Author of the week
Yuval Noah Harari
Yuval Noah Harari has always been a big-picture thinker, said Matt Kettmann in the Santa Barbara, Calif. Independent. Long before the Israeli historian wrote Sapiens, his best-selling 2011 book about all of human history, he puzzled over the meaning of life—and the then teenage Harari was shocked that the adults around him couldn’t care less about such questions. “They were very worried about money, about careers,” he says, “but were completely nonchalant about the fact that they didn’t understand what life is all about.” Harari vowed to be different, but didn’t really get a chance to chase his passion until, after focusing on military history, he won tenure at the Hebrew University of Jerusalem. “Writing Sapiens and Homo Deus was, in a way, fulfilling the promise I made to myself as a teenager,” he says.
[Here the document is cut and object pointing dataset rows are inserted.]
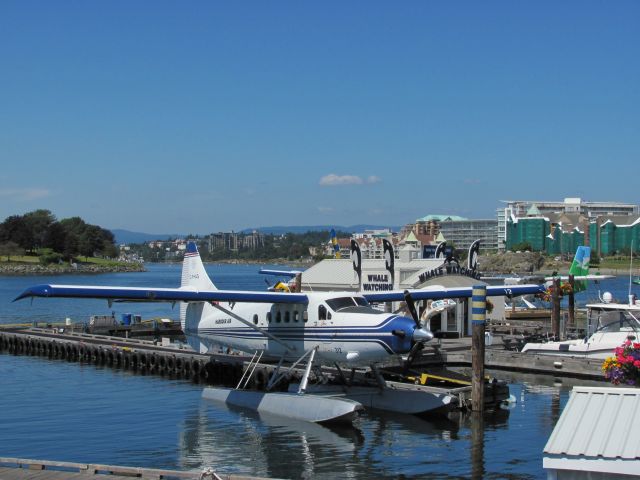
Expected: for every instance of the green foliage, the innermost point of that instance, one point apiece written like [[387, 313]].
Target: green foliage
[[69, 237], [10, 249], [522, 247], [50, 257]]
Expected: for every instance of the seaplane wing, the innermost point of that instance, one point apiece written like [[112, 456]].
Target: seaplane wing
[[137, 294], [436, 293]]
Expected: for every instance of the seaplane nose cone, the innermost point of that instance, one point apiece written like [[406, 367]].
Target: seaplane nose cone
[[422, 335]]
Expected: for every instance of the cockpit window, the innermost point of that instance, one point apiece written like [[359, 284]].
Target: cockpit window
[[337, 304]]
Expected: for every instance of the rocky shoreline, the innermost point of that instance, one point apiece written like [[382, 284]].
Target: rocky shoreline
[[19, 269]]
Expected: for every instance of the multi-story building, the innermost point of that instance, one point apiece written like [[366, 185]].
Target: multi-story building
[[462, 233], [515, 209], [224, 241]]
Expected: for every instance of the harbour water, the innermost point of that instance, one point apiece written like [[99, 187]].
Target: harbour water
[[55, 410]]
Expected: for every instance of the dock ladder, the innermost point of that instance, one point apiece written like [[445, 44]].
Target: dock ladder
[[253, 363]]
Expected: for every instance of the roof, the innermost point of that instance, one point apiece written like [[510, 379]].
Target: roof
[[533, 211], [599, 430], [440, 218], [411, 237]]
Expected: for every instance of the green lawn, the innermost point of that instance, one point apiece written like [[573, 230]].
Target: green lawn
[[31, 259]]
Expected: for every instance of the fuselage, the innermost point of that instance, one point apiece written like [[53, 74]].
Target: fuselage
[[343, 326]]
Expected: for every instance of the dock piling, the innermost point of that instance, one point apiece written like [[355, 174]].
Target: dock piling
[[478, 320]]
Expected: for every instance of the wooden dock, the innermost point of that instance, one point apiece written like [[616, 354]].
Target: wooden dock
[[457, 352], [27, 469]]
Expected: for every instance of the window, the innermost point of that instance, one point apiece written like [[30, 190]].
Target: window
[[337, 304]]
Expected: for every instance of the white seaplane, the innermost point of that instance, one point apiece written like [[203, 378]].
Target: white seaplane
[[329, 328]]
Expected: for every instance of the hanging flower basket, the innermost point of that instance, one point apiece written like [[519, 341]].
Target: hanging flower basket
[[624, 366], [547, 295]]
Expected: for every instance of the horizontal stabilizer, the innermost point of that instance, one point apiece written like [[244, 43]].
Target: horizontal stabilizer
[[283, 273], [565, 278]]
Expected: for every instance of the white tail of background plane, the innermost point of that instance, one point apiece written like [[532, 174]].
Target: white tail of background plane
[[194, 277]]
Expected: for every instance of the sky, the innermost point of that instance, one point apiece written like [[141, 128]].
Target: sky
[[207, 116]]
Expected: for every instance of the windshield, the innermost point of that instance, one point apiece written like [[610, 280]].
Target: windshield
[[614, 321], [350, 304]]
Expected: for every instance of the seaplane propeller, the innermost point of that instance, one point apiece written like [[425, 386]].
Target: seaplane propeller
[[420, 334]]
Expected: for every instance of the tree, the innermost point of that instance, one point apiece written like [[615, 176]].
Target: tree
[[10, 248], [38, 223], [15, 229]]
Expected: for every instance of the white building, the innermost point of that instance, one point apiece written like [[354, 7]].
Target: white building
[[339, 275]]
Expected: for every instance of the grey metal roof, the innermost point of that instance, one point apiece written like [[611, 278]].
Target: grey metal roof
[[598, 423]]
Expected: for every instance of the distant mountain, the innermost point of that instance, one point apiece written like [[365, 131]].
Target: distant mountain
[[126, 236], [279, 230]]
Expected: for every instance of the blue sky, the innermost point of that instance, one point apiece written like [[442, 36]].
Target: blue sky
[[204, 116]]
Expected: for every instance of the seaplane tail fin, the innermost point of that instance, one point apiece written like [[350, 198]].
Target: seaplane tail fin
[[194, 277], [580, 267]]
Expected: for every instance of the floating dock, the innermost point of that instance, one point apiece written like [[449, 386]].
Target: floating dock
[[27, 469]]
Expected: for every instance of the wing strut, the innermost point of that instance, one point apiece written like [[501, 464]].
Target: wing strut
[[255, 327]]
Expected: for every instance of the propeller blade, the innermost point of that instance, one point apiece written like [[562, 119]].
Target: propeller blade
[[412, 355], [411, 307]]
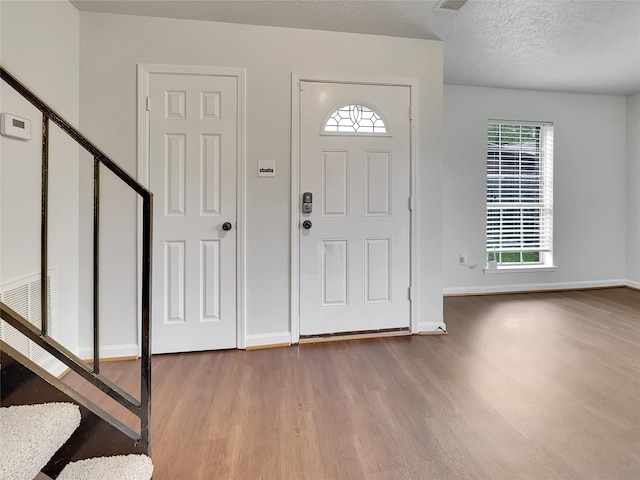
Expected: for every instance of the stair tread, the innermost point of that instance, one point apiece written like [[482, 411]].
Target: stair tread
[[122, 467], [31, 434]]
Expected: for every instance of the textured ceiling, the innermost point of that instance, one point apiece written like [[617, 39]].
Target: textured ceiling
[[562, 45]]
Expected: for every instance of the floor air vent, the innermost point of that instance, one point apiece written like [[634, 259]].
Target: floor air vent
[[23, 296]]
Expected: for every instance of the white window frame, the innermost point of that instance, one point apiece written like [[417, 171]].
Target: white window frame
[[513, 234]]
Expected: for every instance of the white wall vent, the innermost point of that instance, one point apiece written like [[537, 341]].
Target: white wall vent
[[451, 5], [23, 296]]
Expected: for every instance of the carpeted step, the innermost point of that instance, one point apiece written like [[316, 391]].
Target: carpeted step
[[31, 434], [121, 467]]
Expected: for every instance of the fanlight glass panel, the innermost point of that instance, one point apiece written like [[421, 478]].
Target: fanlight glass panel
[[355, 119]]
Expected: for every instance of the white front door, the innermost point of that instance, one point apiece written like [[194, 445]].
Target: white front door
[[193, 158], [355, 250]]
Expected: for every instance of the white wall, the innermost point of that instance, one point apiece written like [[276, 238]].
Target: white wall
[[112, 45], [589, 186], [40, 46], [633, 190]]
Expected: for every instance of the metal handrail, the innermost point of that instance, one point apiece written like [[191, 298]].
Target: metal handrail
[[142, 407]]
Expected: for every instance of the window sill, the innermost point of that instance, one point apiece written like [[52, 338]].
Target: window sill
[[521, 269]]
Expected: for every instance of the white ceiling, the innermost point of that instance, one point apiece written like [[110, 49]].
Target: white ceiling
[[562, 45]]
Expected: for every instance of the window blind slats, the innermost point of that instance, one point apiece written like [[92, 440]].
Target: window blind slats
[[519, 192]]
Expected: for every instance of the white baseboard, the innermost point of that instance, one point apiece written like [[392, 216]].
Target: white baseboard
[[536, 287], [424, 327], [266, 339], [110, 351]]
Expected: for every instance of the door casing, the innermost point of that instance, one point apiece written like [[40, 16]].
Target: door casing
[[296, 78], [145, 71]]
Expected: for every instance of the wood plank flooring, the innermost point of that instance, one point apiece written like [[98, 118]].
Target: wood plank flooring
[[525, 386]]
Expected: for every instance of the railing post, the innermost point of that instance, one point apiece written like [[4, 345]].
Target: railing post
[[44, 228], [96, 265], [145, 363]]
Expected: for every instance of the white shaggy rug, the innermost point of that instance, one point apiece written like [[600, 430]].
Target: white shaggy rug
[[120, 467], [31, 434]]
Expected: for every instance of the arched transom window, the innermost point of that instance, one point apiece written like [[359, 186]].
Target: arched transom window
[[355, 118]]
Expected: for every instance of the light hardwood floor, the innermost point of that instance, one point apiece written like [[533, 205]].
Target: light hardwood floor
[[526, 386]]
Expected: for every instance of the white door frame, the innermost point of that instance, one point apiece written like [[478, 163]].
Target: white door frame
[[145, 70], [412, 83]]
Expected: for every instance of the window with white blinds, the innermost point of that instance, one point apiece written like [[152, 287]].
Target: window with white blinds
[[519, 193]]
Homo Deus—currently another best-seller—predicts an unsettling human future, said Nate Hopper in Time. Though Harari sees us moving toward ending war, famine, and plagues, he admits that our computers and nanobots and other technologies might leave us with little work to do and thus strip our lives of meaning. Or at least of the old meanings. Harari also expresses confidence that we will soon focus more attention on engineering our happiness, on understanding our bodies and inner lives and cleaning out the bugs. “In the 21st century,” he says, “we are going to gain the power to control the world inside us. The danger is that we will misuse this power and end up with an internal ecological disaster—a complete mental breakdown.”